Trump thanks UAE and Israel for 'peace deal' in campaign speech
President Donald Trump thanked the United Arab Emirates and Israel in a speech at the Republican national convention, hailing the normalisation deal between the two countries as a historic foreign-policy achievement for his administration.
Speaking from the Rose Garden of the White House to a partisan audience on Thursday night, the US president presented his Middle East policies as a great success in making his case for another four years in the Oval Office.
"This month we achieved the first Middle East peace deal in 25 years. Thank you to the UAE; thank you to Israel," Trump said.
The UAE and Israel, which had been forging public - albeit unofficial - ties for the past few years, agreed earlier this month to establish diplomatic relations in a move seen as a foreign policy victory that may boost Trump's reelection chances.
On Thursday, Trump said the Middle East was "in total chaos" before he took office.

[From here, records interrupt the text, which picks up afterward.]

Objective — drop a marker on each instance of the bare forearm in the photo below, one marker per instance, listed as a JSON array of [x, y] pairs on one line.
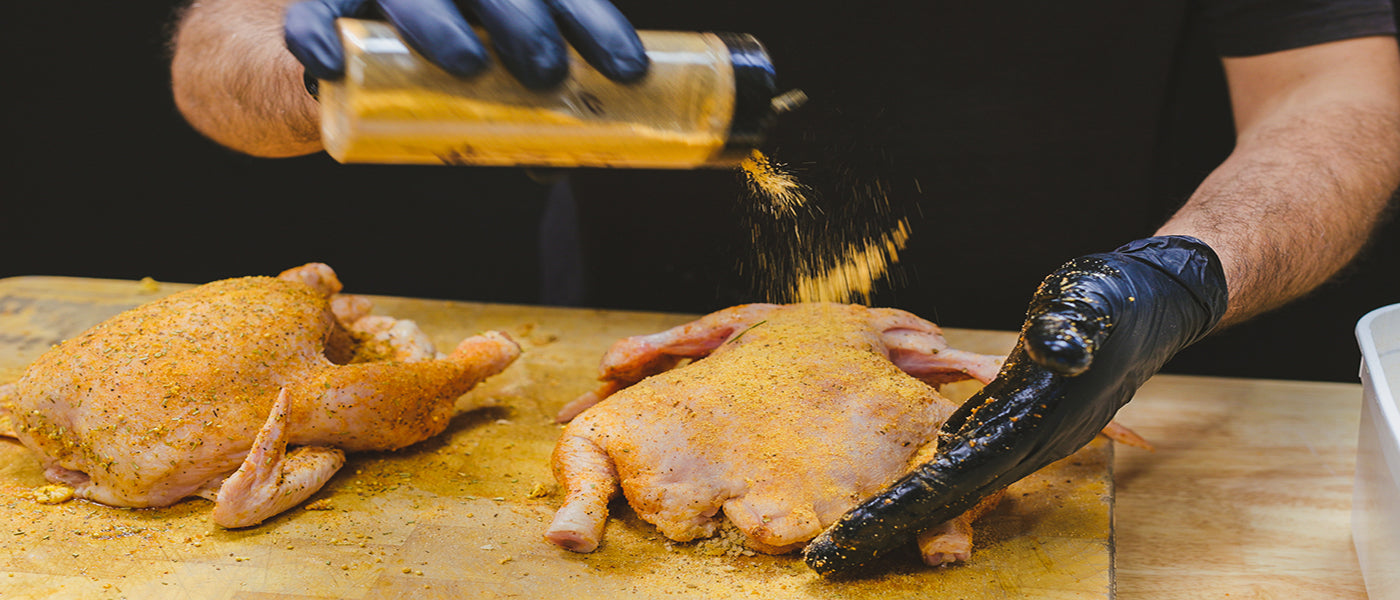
[[235, 83], [1301, 193]]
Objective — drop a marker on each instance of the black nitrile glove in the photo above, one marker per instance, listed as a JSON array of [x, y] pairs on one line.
[[525, 34], [1096, 329]]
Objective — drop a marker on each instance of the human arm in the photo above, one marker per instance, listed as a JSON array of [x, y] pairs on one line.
[[238, 66], [234, 80], [1315, 164], [1316, 161]]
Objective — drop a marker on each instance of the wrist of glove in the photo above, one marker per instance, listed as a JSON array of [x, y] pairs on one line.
[[1096, 329], [528, 37]]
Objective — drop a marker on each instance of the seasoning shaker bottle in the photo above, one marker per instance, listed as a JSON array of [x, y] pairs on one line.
[[706, 102]]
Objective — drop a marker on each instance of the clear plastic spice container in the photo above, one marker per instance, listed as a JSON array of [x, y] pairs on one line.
[[706, 101]]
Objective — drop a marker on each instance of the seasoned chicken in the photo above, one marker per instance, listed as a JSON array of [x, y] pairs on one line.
[[203, 392], [787, 417]]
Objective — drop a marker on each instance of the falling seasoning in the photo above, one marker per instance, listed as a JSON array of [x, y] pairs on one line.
[[776, 188], [805, 255]]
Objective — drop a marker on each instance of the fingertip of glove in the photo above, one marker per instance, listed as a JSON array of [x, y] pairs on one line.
[[308, 32]]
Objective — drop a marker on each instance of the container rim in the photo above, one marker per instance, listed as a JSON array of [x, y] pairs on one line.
[[1371, 358]]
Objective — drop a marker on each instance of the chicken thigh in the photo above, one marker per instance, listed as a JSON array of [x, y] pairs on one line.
[[787, 417], [202, 393]]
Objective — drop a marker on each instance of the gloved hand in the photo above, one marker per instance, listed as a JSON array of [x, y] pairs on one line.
[[1095, 330], [525, 34]]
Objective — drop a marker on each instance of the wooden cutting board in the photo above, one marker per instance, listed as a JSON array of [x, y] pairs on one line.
[[462, 515]]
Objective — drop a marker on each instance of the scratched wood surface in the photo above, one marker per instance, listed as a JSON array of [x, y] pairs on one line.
[[461, 515]]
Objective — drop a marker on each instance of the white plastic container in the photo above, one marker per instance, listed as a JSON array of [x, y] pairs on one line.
[[1375, 506]]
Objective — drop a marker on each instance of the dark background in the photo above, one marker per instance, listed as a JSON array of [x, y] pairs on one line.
[[107, 181]]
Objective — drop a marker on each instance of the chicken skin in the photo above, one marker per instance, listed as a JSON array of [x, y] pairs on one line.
[[203, 392], [787, 417]]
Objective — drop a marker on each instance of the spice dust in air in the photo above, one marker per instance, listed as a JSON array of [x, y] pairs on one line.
[[805, 258]]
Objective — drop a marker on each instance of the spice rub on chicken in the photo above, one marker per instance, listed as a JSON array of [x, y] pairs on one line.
[[203, 392], [787, 417]]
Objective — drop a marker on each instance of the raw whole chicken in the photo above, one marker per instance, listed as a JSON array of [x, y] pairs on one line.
[[787, 417], [200, 395]]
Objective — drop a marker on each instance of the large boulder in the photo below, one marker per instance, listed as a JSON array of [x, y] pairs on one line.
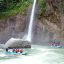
[[17, 43]]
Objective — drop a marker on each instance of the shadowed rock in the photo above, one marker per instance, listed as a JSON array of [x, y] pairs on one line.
[[17, 43]]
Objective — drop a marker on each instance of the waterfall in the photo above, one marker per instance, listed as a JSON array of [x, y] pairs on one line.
[[29, 35]]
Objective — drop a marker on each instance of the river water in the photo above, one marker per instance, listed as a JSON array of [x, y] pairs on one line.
[[36, 55]]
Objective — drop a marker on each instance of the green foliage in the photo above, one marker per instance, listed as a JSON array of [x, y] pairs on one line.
[[13, 7], [43, 7]]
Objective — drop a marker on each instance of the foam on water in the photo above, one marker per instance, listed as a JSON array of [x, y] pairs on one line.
[[39, 55]]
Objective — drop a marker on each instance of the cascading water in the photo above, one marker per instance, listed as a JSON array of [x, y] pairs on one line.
[[29, 35]]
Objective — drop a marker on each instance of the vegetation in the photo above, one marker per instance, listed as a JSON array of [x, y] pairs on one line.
[[43, 7], [12, 7]]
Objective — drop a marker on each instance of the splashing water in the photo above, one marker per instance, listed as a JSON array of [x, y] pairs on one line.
[[31, 22]]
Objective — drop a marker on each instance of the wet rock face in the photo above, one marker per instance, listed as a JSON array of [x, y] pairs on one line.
[[17, 43], [12, 27]]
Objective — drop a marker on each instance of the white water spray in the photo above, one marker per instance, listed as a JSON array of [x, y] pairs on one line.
[[29, 36]]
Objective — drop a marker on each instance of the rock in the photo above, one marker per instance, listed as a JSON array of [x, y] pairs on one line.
[[17, 43]]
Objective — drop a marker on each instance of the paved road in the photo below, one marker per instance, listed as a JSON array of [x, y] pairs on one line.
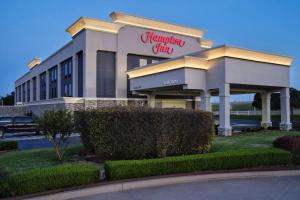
[[275, 188]]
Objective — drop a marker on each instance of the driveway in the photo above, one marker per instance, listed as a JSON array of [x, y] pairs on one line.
[[263, 188]]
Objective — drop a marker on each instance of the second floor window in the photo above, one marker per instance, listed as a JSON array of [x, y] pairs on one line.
[[66, 79], [43, 86], [53, 82]]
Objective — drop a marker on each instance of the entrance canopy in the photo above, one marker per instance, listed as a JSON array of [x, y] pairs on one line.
[[217, 71]]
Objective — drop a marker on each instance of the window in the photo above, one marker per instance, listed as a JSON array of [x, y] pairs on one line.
[[19, 93], [23, 93], [34, 89], [53, 82], [80, 73], [28, 91], [134, 61], [66, 79], [106, 74], [43, 86], [143, 62]]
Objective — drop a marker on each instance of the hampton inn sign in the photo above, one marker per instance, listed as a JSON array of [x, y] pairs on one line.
[[161, 43], [134, 59]]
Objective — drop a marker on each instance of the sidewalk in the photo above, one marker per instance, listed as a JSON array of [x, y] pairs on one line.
[[155, 182]]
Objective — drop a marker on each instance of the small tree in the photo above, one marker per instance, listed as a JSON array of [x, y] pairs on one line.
[[57, 126]]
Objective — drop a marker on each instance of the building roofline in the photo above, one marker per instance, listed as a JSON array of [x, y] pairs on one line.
[[123, 18], [247, 54], [53, 54]]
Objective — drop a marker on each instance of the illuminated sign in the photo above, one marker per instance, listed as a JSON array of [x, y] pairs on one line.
[[161, 43]]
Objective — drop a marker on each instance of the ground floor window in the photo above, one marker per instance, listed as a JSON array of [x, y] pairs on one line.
[[34, 88], [106, 74], [66, 78], [53, 82], [23, 92], [134, 61]]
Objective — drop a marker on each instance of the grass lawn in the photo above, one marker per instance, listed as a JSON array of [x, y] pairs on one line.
[[24, 160], [16, 161], [248, 140]]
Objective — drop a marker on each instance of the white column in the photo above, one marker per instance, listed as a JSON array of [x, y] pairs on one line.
[[224, 110], [74, 76], [47, 84], [285, 124], [151, 100], [266, 110], [59, 80], [205, 101], [38, 88], [31, 90], [121, 77], [25, 91]]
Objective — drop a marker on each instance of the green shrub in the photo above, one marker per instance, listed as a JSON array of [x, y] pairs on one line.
[[8, 145], [57, 123], [62, 176], [290, 143], [236, 159], [139, 132]]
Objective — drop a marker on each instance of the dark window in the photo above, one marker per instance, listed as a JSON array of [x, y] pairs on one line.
[[16, 94], [80, 73], [19, 93], [43, 86], [106, 68], [53, 82], [23, 93], [5, 120], [134, 61], [28, 91], [66, 78], [34, 89]]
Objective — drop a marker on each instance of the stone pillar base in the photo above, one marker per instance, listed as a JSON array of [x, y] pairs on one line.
[[266, 125], [285, 126], [225, 131]]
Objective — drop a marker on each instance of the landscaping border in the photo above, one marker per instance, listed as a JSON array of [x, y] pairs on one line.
[[117, 186], [234, 159]]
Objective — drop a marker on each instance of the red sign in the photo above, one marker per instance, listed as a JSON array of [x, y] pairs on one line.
[[161, 43]]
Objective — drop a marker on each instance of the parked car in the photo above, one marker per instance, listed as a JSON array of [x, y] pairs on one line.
[[17, 124]]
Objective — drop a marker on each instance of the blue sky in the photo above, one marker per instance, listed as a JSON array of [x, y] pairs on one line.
[[36, 28]]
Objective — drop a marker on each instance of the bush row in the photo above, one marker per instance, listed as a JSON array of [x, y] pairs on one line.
[[236, 159], [139, 132], [8, 145], [61, 176]]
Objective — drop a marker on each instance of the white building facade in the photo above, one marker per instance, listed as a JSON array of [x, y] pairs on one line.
[[133, 58]]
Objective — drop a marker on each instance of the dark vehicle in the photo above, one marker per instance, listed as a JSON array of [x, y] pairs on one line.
[[17, 125]]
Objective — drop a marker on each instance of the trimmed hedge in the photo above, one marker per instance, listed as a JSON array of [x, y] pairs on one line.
[[235, 159], [140, 132], [8, 145], [61, 176]]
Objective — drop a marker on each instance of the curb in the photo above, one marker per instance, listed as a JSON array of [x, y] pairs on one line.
[[124, 186]]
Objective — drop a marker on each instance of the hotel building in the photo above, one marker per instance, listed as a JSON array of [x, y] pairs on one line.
[[136, 61]]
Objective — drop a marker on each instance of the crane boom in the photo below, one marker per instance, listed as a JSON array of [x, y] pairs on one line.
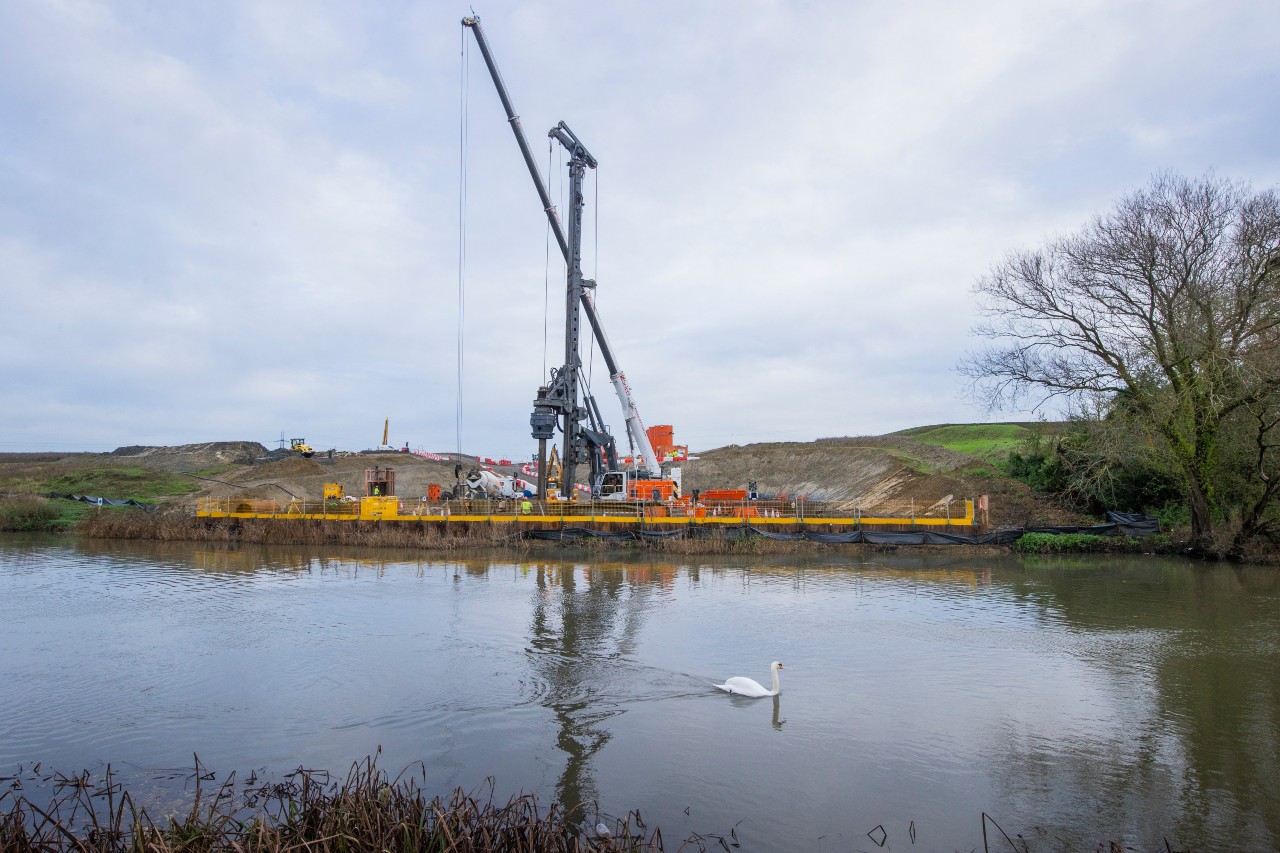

He talked up his record of exiting the Iran nuclear deal, killing Islamic State (IS) leader Abu Bakr al-Baghdadi, moving the US embassy to Jerusalem and recognising Israel's claimed sovereignty over Syria's Golan Heights.
Trump also celebrated the killing of top Iranian general Qassem Soleimani, who was targeted by a US air strike in Baghdad early in 2020. "We eliminated the world's number one terrorist by far, Qassem Soleimani," the US president said.
The multilateral nuclear accord saw Tehran scale back its nuclear programme in exchange for lifting sanctions against its economy. Trump nixed the agreement in 2018, and since then has been piling on sanctions against the Iranian economy as part of a "maximum pressure" campaign that has spiked tensions across the Middle East.
Still, on Thursday, he portrayed himself as an anti-war president, though Washington and Tehran came to the verge of an all-out conflict after the killing of Soleimani.
"Unlike previous administrations I have kept America out of new wars, and our troops are coming home," Trump told a cheerful crowd that included administration officials and Republican delegates.
Taking aim at Joe Biden's immigration policy, Trump defended his "Muslim ban" executive order, which restricted travel from several Muslim-majority countries. As a candidate in 2015, Trump had vowed to ban all Muslims from entering the United States.
In his first week in office, he signed a ban on travel from seven nations, which caused chaos at airports and protests across the country. After a lengthy court battle, the Supreme Court upheld a revised version of the order in 2018.
"He promised to end national security travel bans from jihadist nations, and he pledged to increase refugee admissions by 700 percent," Trump said of Biden on Thursday.
Holding the Republican event at the White House had raised concerns of Trump abusing the power of the presidency for political reasons.
On Tuesday, the convention aired a speech by Secretary of State Mike Pompeo that he had pre-recorded in Jerusalem while on an official visit to Israel.
Pompeo lauded the embassy move to Jerusalem, which he called "the rightful capital of the Jewish homeland".
The embassy move and Trump's pro-Israel policies became a theme throughout the convention, with several speakers citing them as achievements.
"Joe Biden treated Israel like a nuisance, President Trump moved our embassy to Jerusalem and brokered peace deals in the Middle East," Republican Senator Tom Cotton of Arkansas said earlier on Thursday.